EXCITING MOMENTS when we watched baseball on TV together, when he cheered over and over for the homeruns his team, the Boston Red Sox, kept hitting. Actually it was the replay each time, but, for Dad, total excitement!

SPECIAL MOMENTS when his face would light up from across the room at the sight of a familiar face. When you realize that deep inside the HEART remembers even when the mind does not.

SPECIAL AHHA MOMENTS when you realize that your DAD is not the person you once knew, BUT this new guy is kindof FUN. It is possible to embrace meaningful moments.

For Dad, he called them “FLASHES.” He would say that the thoughts came like a flash bulb going off and then they were gone.

In the 12 years he struggled with the challenges of Alzheimer’s Disease, he was an active participant in LIFE for most of them.

  • He continued his love of walking and won a medal in the CT Senior Olympics
  • He continued his lifetime pattern of helping others by folding church programs
  • He continued to demonstrate his social graces by picking up trash, pushing in chairs, and trying to hold doors open.
  • He continued to love his country and the flag that represented so much to him. Even when he could no longer get the words out, he was always pointing to the flags.

As the disease progressed the activity that became his most cherished was walking along the beach and searching for the perfect white rock.
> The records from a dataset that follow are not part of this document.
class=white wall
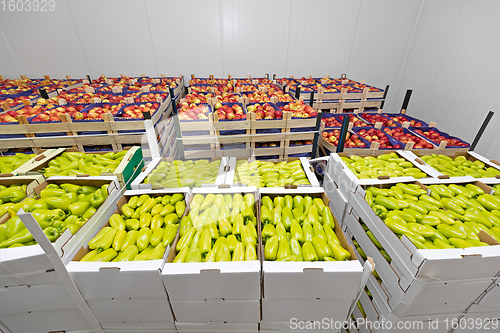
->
[0,0,500,159]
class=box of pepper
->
[260,187,363,322]
[0,177,119,286]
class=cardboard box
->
[131,157,229,190]
[0,176,120,286]
[18,146,144,187]
[175,322,259,333]
[260,187,363,300]
[326,150,438,198]
[343,180,500,281]
[170,298,260,323]
[0,308,92,333]
[161,187,261,300]
[66,188,190,300]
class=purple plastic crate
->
[409,127,470,148]
[352,127,405,150]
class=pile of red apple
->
[391,116,424,127]
[321,130,366,148]
[214,102,247,120]
[355,128,401,149]
[384,127,434,149]
[120,102,160,119]
[321,115,368,127]
[361,113,398,127]
[177,102,209,120]
[280,101,318,118]
[247,103,283,120]
[290,140,312,146]
[414,129,469,147]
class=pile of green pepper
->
[0,153,34,173]
[0,184,108,248]
[365,183,500,249]
[41,150,127,178]
[260,195,351,261]
[234,160,311,187]
[173,193,258,263]
[80,193,186,262]
[144,159,220,188]
[341,152,427,179]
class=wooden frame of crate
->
[180,112,316,159]
[2,95,173,153]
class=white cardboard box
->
[161,187,261,300]
[171,298,260,324]
[66,188,190,301]
[0,308,92,333]
[0,176,120,286]
[175,322,259,333]
[130,157,229,190]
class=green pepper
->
[136,228,152,251]
[43,227,59,242]
[372,205,387,220]
[365,191,373,207]
[68,201,90,216]
[0,229,34,248]
[78,185,99,195]
[176,227,196,251]
[40,188,66,198]
[262,224,278,243]
[264,236,279,261]
[89,227,113,250]
[245,244,257,261]
[436,223,467,240]
[302,241,318,261]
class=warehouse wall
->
[0,0,500,159]
[390,0,500,161]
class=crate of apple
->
[321,130,367,148]
[353,128,402,149]
[360,113,399,127]
[410,127,469,148]
[382,127,434,149]
[279,101,318,118]
[247,103,283,120]
[120,102,160,119]
[321,114,368,127]
[214,102,247,120]
[390,116,427,127]
[177,102,210,121]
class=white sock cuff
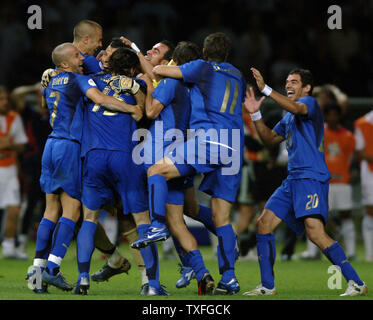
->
[33,258,47,268]
[48,254,62,266]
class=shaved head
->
[73,20,102,56]
[52,42,76,68]
[73,20,102,42]
[52,42,84,73]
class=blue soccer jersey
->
[273,96,330,182]
[81,73,148,214]
[80,52,102,75]
[43,72,97,140]
[144,78,190,165]
[82,73,137,156]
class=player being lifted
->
[244,68,368,296]
[136,41,214,295]
[134,33,246,294]
[28,43,142,292]
[75,48,167,295]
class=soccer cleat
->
[131,227,170,249]
[140,283,149,296]
[3,244,28,260]
[74,277,89,296]
[176,263,196,289]
[147,285,170,296]
[340,280,368,297]
[25,266,48,293]
[42,270,74,291]
[214,278,240,295]
[243,284,276,296]
[198,273,215,296]
[299,251,321,260]
[91,258,131,282]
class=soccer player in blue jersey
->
[26,43,142,292]
[135,33,246,294]
[137,41,214,295]
[244,68,368,296]
[75,48,168,295]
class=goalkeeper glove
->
[40,68,57,89]
[109,76,140,95]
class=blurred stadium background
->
[0,0,373,262]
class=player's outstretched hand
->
[244,87,266,113]
[250,68,265,91]
[131,105,143,122]
[109,76,140,95]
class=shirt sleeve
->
[83,55,102,75]
[152,78,178,106]
[179,59,203,83]
[75,74,97,94]
[9,115,28,144]
[355,127,365,151]
[298,97,318,119]
[273,118,286,138]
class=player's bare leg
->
[2,205,23,259]
[26,194,62,293]
[166,203,214,295]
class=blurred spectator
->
[232,14,272,70]
[0,86,28,259]
[354,111,373,262]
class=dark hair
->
[110,38,131,49]
[324,101,342,116]
[108,48,140,77]
[203,32,231,62]
[172,41,202,65]
[0,84,8,92]
[159,40,175,61]
[289,68,313,95]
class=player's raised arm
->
[250,68,308,115]
[86,88,143,121]
[244,87,284,145]
[153,65,183,79]
[141,75,164,119]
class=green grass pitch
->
[0,241,373,302]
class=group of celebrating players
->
[27,20,367,296]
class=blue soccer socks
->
[256,233,276,289]
[185,250,210,282]
[137,224,160,287]
[34,218,56,269]
[195,204,216,235]
[323,241,364,286]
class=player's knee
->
[257,211,273,234]
[147,165,161,178]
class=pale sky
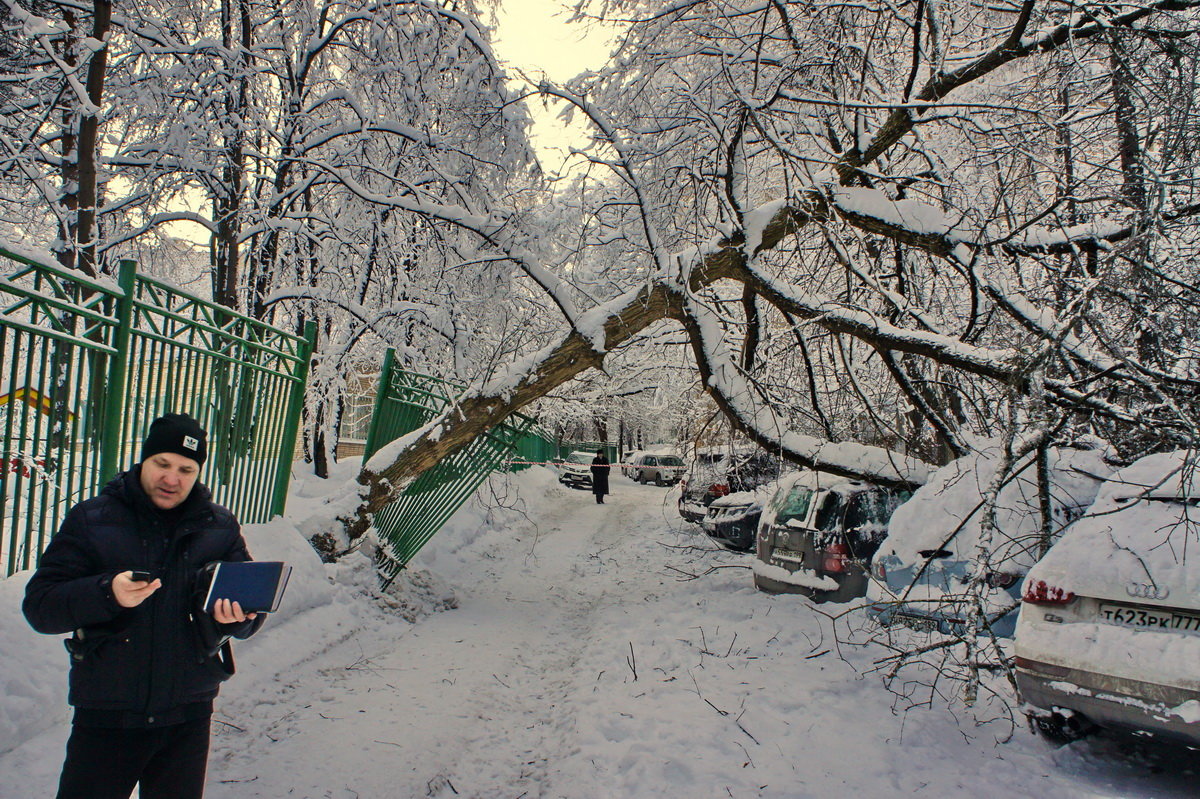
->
[493,0,614,167]
[494,0,611,83]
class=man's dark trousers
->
[58,716,210,799]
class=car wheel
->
[1030,713,1096,744]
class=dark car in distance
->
[700,482,774,552]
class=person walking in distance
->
[22,414,265,799]
[592,449,612,505]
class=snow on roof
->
[1038,450,1200,587]
[877,441,1112,569]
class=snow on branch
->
[683,287,929,486]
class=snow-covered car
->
[753,470,912,602]
[866,444,1112,637]
[558,450,595,486]
[700,482,775,552]
[1014,450,1200,747]
[630,452,684,486]
[678,449,781,524]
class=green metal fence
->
[0,247,316,576]
[362,349,535,582]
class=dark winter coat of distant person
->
[592,450,612,505]
[23,414,265,799]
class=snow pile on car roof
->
[1038,450,1200,590]
[876,443,1112,569]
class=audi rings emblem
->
[1126,583,1171,600]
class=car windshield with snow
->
[754,470,911,602]
[679,449,782,524]
[700,482,776,552]
[1014,451,1200,746]
[866,445,1112,637]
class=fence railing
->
[362,349,535,582]
[0,247,316,576]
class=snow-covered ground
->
[0,464,1200,799]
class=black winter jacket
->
[22,465,262,727]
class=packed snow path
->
[212,475,664,797]
[210,475,1194,799]
[0,469,1198,799]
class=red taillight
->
[821,543,850,575]
[1021,579,1075,605]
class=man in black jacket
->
[23,414,260,799]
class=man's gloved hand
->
[112,571,162,607]
[212,599,258,624]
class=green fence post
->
[271,320,317,517]
[362,347,396,465]
[100,260,138,485]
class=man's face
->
[142,452,200,510]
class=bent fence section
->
[0,247,316,576]
[362,349,552,582]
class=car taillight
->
[821,543,850,575]
[1021,579,1075,605]
[984,571,1021,588]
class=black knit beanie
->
[142,414,209,465]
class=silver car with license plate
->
[1014,450,1200,747]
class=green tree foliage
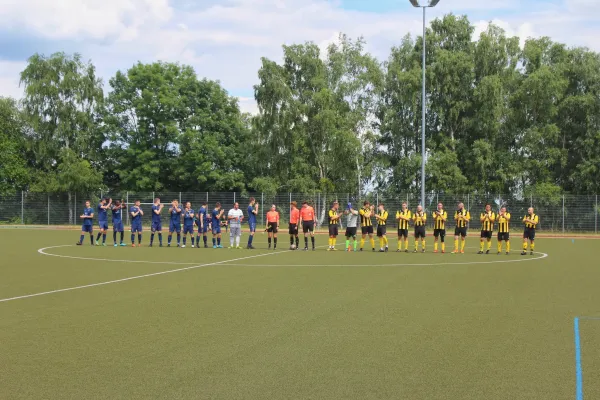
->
[0,97,30,195]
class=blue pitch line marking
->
[573,317,583,400]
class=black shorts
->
[480,231,492,239]
[346,226,356,237]
[454,226,467,237]
[288,224,298,235]
[267,222,277,233]
[329,225,338,236]
[523,228,535,240]
[361,225,373,235]
[302,221,315,233]
[498,232,510,241]
[415,225,425,238]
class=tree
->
[0,97,31,195]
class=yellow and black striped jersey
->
[396,210,412,229]
[377,210,388,226]
[454,208,471,228]
[498,212,510,233]
[358,207,373,226]
[329,208,338,225]
[413,211,427,226]
[432,210,448,229]
[479,211,496,232]
[523,214,540,229]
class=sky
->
[0,0,600,113]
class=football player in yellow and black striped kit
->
[498,207,510,254]
[433,203,448,253]
[358,201,375,251]
[477,204,496,254]
[452,203,471,254]
[521,207,540,256]
[375,203,388,253]
[413,205,427,253]
[396,202,412,253]
[327,201,340,251]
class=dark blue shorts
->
[131,224,142,233]
[169,222,181,233]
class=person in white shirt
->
[227,202,244,249]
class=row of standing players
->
[328,201,539,255]
[76,198,316,250]
[77,198,539,255]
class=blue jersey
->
[83,207,94,226]
[98,203,108,222]
[183,209,194,226]
[112,207,122,224]
[248,206,256,224]
[171,207,181,224]
[211,209,221,229]
[129,206,142,225]
[152,204,160,223]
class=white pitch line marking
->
[0,245,291,303]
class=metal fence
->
[0,192,600,233]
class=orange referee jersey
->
[267,211,279,222]
[290,208,300,224]
[300,206,315,222]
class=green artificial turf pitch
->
[0,229,600,400]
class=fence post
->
[563,194,565,233]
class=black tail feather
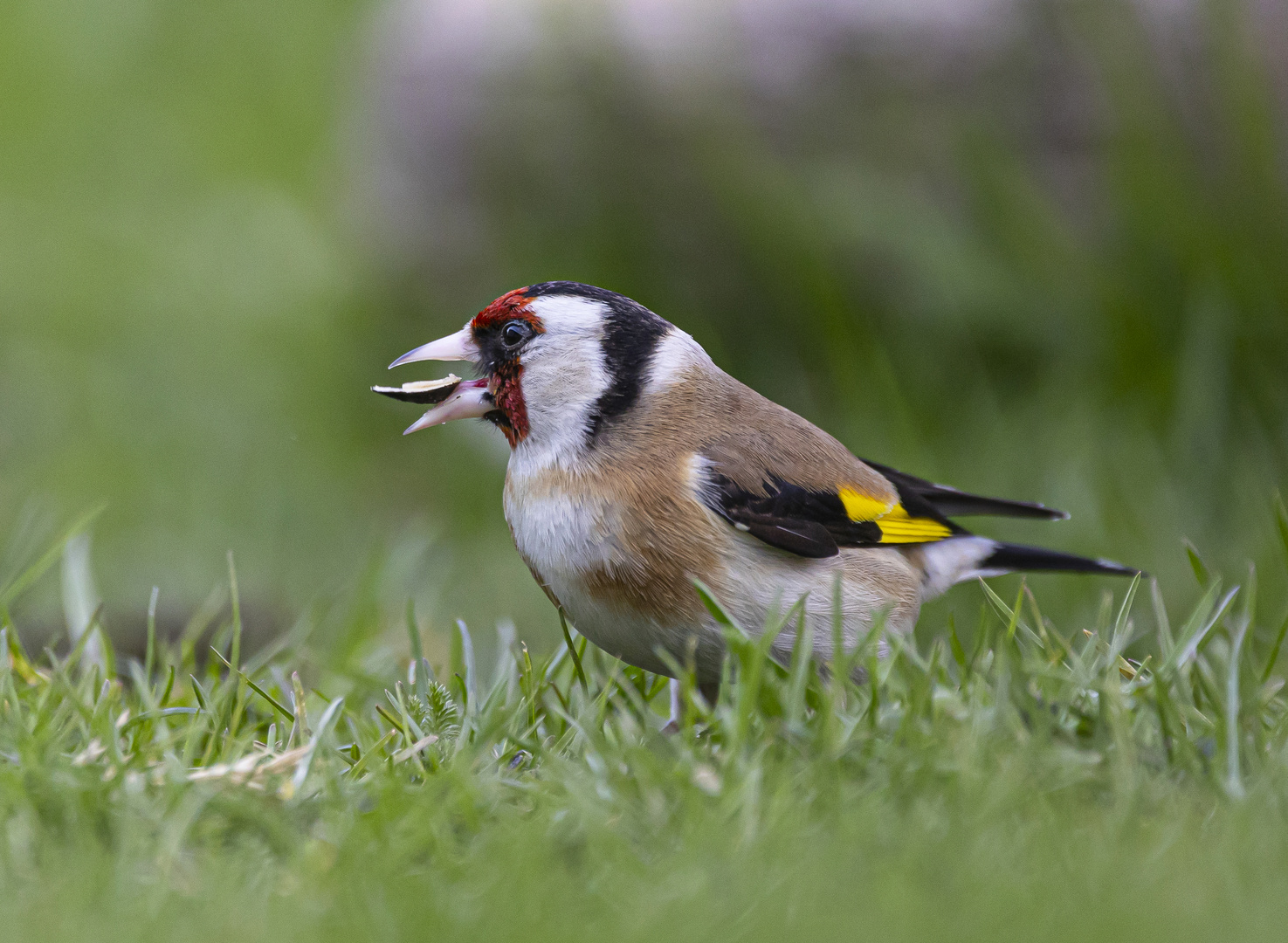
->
[979,544,1145,576]
[864,458,1069,520]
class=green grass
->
[0,505,1288,940]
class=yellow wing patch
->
[838,488,895,520]
[838,488,952,544]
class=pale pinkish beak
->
[403,378,496,436]
[389,325,479,369]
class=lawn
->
[0,0,1288,943]
[0,505,1288,940]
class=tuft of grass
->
[0,520,1288,940]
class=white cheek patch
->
[514,295,610,471]
[645,327,713,393]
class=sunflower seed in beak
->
[371,374,461,406]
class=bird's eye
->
[501,320,529,347]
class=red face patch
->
[470,286,546,334]
[470,287,546,448]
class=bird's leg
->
[662,678,684,734]
[662,678,720,733]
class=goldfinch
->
[374,282,1139,693]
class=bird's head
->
[375,282,673,450]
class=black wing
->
[710,474,966,558]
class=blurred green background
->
[0,0,1288,659]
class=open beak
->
[403,379,496,436]
[383,325,496,436]
[389,325,479,369]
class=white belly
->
[505,468,921,674]
[505,474,694,674]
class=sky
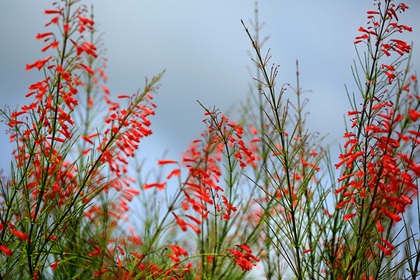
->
[0,0,420,175]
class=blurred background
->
[0,0,420,175]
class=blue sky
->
[0,0,420,173]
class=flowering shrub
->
[0,0,420,280]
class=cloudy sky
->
[0,0,420,175]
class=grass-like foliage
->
[0,0,420,280]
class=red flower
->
[10,230,28,240]
[0,245,13,257]
[50,260,59,270]
[343,213,357,222]
[25,56,51,71]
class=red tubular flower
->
[25,56,51,71]
[0,245,13,257]
[50,260,59,270]
[172,212,187,231]
[343,213,357,222]
[10,230,28,240]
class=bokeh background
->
[0,0,420,175]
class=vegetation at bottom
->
[0,0,420,280]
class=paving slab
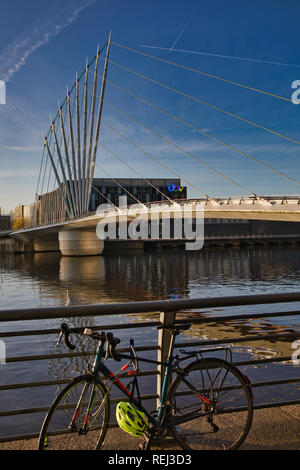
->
[0,405,300,451]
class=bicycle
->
[38,323,253,450]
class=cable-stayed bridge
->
[7,35,300,255]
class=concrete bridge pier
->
[58,230,104,256]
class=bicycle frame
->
[88,338,210,428]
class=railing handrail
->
[0,292,300,322]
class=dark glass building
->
[89,178,187,211]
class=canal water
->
[0,246,300,437]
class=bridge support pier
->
[58,230,104,256]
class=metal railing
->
[0,292,300,442]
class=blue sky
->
[0,0,300,212]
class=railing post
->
[157,312,176,407]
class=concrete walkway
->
[0,405,300,450]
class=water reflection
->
[0,247,300,434]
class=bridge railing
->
[0,292,300,442]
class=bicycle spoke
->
[170,360,252,449]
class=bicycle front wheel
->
[168,358,253,450]
[39,374,110,450]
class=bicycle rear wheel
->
[168,358,253,450]
[38,374,110,450]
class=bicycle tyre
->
[38,374,110,450]
[167,358,253,450]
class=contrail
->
[139,44,300,67]
[0,0,95,82]
[169,24,187,53]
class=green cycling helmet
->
[116,401,148,436]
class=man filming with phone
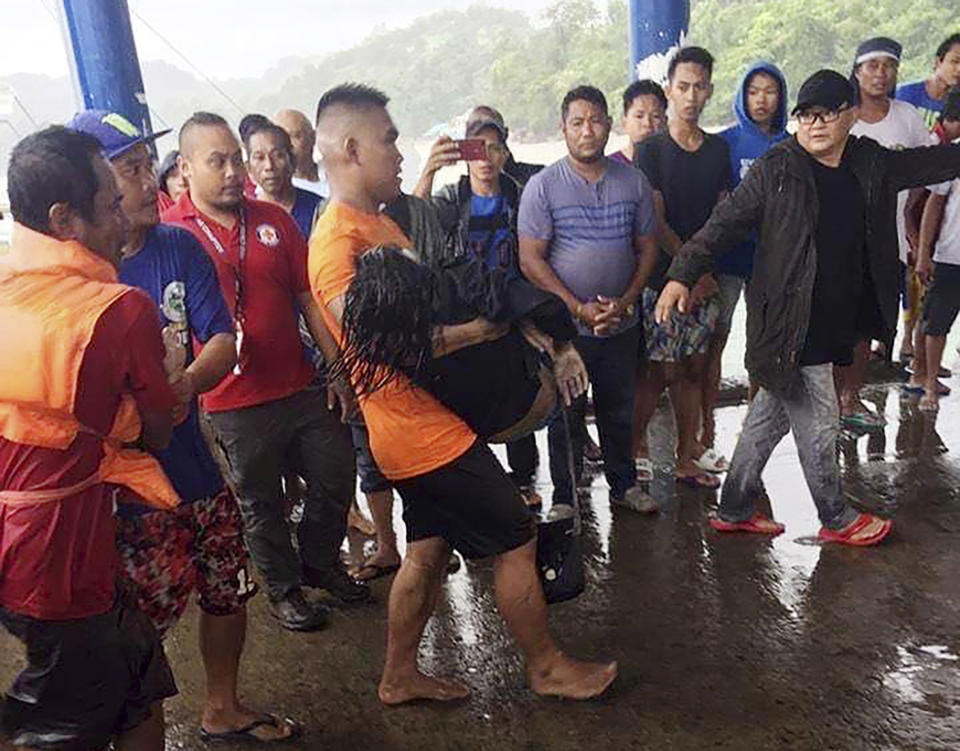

His collection grew and grew and grew 1-2-3 containers.

BUT what we noticed was what the white rocks meant to him. They gave him peace and strength and meaning.

He proudly showed off his white rocks. Our job was to enable and validate his efforts.

Our job as caregivers and professionals is to find or create the opportunity for each person to be successful, to connect with meaning to objects and people in the environment and to use their strengths. You are the catalyst to improve quality of life in the face of Alzheimer’s Disease.

It’s not easy to let go of habitual patterns of relationship, to accept that your Dad or other loved one cannot “do”what they once did. Letting go of “what was”and embracing “what is”will provide connection and meaning to both the person with dementia and those that care for them.